It may not seem like it, with all the budget cutting proposals and name-calling and swamp draining, but I believe that woven into the political tumult in this country is a newfound respect for those men and women who choose to work for the American public.
They are the investigators who could make triple on the payroll of a drug company but instead took a job at the Food and Drug Administration, with the mission of upholding safety standards.
They are the accountants who could help a big corporation skirt the tax laws but instead help catch the scofflaws as an agent at the IRS.
They are the examiners at the Federal Deposit Insurance Corporation who worry about our deposits rather than the bank’s bottom line.
Or they are the chemists at the Environmental Protection Agency who apply their knowledge for the sake of public health, not a company’s profit margin.
I am in awe of their professionalism and dedication, every day. And when elected officials say their agencies are a burden to the economy and their jobs are not needed and should be eliminated, who could blame them for packing it in and heading to the private sector?

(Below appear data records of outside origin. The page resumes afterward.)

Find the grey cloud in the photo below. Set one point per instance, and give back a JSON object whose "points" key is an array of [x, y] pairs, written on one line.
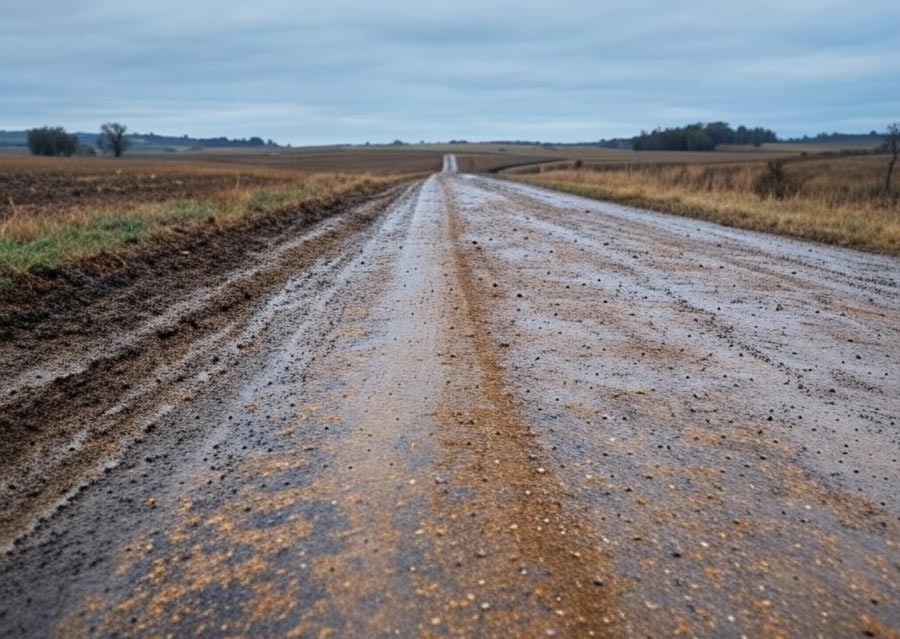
{"points": [[306, 72]]}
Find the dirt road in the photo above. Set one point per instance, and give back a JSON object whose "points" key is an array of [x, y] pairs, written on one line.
{"points": [[489, 411]]}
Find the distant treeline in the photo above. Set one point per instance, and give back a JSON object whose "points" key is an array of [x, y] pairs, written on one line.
{"points": [[701, 137], [147, 140]]}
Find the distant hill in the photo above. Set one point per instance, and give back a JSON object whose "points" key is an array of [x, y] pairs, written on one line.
{"points": [[148, 141]]}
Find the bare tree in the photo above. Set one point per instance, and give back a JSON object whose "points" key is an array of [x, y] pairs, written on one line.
{"points": [[112, 138], [892, 145]]}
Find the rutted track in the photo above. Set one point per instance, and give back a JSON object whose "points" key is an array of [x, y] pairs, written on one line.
{"points": [[487, 410]]}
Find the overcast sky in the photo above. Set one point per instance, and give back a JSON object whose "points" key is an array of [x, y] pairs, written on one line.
{"points": [[334, 71]]}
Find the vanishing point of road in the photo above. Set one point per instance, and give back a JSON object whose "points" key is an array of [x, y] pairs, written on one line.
{"points": [[499, 411]]}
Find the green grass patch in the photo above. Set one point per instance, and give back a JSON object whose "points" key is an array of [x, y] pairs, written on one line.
{"points": [[68, 243]]}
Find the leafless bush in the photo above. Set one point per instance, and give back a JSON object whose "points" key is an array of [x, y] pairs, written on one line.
{"points": [[775, 182]]}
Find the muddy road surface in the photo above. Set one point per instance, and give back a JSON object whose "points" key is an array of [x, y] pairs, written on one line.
{"points": [[488, 411]]}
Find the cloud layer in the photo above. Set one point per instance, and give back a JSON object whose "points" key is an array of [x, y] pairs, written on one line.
{"points": [[340, 71]]}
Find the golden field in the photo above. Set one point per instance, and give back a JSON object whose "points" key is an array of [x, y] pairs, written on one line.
{"points": [[839, 200]]}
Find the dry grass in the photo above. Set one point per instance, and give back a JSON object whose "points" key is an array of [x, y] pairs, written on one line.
{"points": [[835, 200], [123, 203]]}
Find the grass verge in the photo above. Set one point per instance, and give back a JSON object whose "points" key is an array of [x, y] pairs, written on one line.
{"points": [[32, 241], [838, 201]]}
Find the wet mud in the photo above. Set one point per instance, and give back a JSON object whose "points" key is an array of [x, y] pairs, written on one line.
{"points": [[481, 409]]}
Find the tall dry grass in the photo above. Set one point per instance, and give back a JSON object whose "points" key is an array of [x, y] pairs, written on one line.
{"points": [[33, 238], [838, 200]]}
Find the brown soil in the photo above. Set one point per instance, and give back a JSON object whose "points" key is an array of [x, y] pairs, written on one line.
{"points": [[76, 315]]}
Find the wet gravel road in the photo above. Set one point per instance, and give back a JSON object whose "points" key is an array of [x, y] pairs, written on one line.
{"points": [[504, 412]]}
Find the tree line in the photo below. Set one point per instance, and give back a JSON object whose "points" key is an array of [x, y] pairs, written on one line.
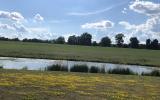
{"points": [[86, 39]]}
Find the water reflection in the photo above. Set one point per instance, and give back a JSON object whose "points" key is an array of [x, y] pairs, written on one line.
{"points": [[41, 64]]}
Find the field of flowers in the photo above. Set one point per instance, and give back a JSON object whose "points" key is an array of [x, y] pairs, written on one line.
{"points": [[36, 85]]}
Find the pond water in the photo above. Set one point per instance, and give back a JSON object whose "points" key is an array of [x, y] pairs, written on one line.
{"points": [[41, 64]]}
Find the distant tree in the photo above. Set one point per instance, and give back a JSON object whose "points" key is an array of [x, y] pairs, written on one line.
{"points": [[86, 39], [105, 41], [60, 40], [119, 39], [155, 44], [94, 43], [148, 43], [134, 42], [72, 40]]}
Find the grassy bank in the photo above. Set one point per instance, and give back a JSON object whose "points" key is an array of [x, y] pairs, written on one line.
{"points": [[82, 53], [34, 85]]}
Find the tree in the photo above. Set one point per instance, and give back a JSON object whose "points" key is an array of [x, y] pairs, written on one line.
{"points": [[119, 39], [155, 44], [94, 43], [72, 40], [134, 42], [105, 41], [148, 43], [86, 39], [60, 40]]}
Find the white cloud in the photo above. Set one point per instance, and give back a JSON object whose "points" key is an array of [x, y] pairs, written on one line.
{"points": [[20, 28], [38, 18], [151, 27], [124, 11], [145, 7], [15, 16], [98, 25], [90, 13], [6, 27], [96, 11]]}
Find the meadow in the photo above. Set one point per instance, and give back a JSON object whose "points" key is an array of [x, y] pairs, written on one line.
{"points": [[37, 85], [80, 53]]}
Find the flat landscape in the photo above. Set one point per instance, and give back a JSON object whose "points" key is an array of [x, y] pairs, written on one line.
{"points": [[36, 85], [81, 53]]}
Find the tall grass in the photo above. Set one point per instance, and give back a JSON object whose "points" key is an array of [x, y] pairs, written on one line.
{"points": [[123, 71], [94, 69], [1, 67], [79, 68], [56, 68], [153, 73]]}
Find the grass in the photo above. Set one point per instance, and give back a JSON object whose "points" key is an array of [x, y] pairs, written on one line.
{"points": [[56, 68], [80, 53], [79, 68], [37, 85], [94, 69], [122, 71], [153, 73]]}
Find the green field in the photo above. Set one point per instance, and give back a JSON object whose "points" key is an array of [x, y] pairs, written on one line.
{"points": [[82, 53], [35, 85]]}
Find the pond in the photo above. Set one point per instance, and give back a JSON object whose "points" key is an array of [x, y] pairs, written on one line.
{"points": [[42, 64]]}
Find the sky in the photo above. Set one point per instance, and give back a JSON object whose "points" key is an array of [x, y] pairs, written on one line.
{"points": [[49, 19]]}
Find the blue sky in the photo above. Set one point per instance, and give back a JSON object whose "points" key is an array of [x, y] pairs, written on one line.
{"points": [[48, 19]]}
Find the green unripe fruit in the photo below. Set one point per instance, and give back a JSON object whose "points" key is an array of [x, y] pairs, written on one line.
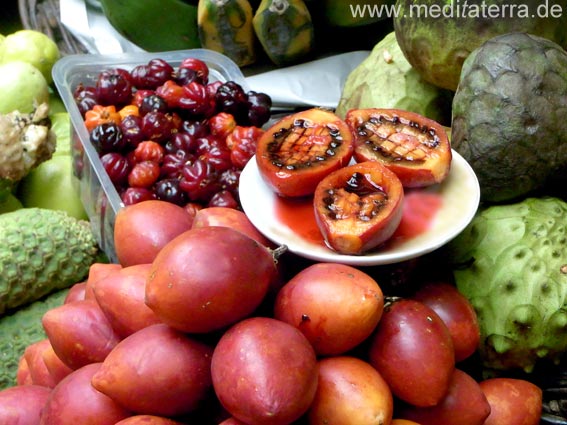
{"points": [[23, 87], [511, 263]]}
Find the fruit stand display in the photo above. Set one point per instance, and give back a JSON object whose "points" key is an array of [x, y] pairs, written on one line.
{"points": [[175, 252]]}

Turns out that the calling to public service is stronger than senseless rhetoric. And what I’ve learned in these last few months, as citizens speak out across the country, is that Americans want these agencies and are grateful that these civil servants stay on the job.
Sometimes it takes a crisis to remind us of the value of the institutions that are the backbone of this country, one of which is the nonpartisan civil service. Being presented with deep, indiscriminate federal budget cuts forces all of us to reflect on what purpose those agencies serve, how they help taxpayers and, ultimately, the faces of the people who provide those services.
They are your family members, your neighbors, your fellow church-goers. They sit next to you in the bleachers at a sporting event. They stand behind you in the check-out line at the grocery store. They pay mortgages, rent, and college tuition. They care for their elderly parents and their children with disabilities.
On this Public Service Recognition Week, I would like to see the term “government bureaucrat” shed its negative connotation and instead reflect the reality of what it means to be a federal employee: “public servant.”
Tony Reardon is the National President of the National Treasury Employees Union.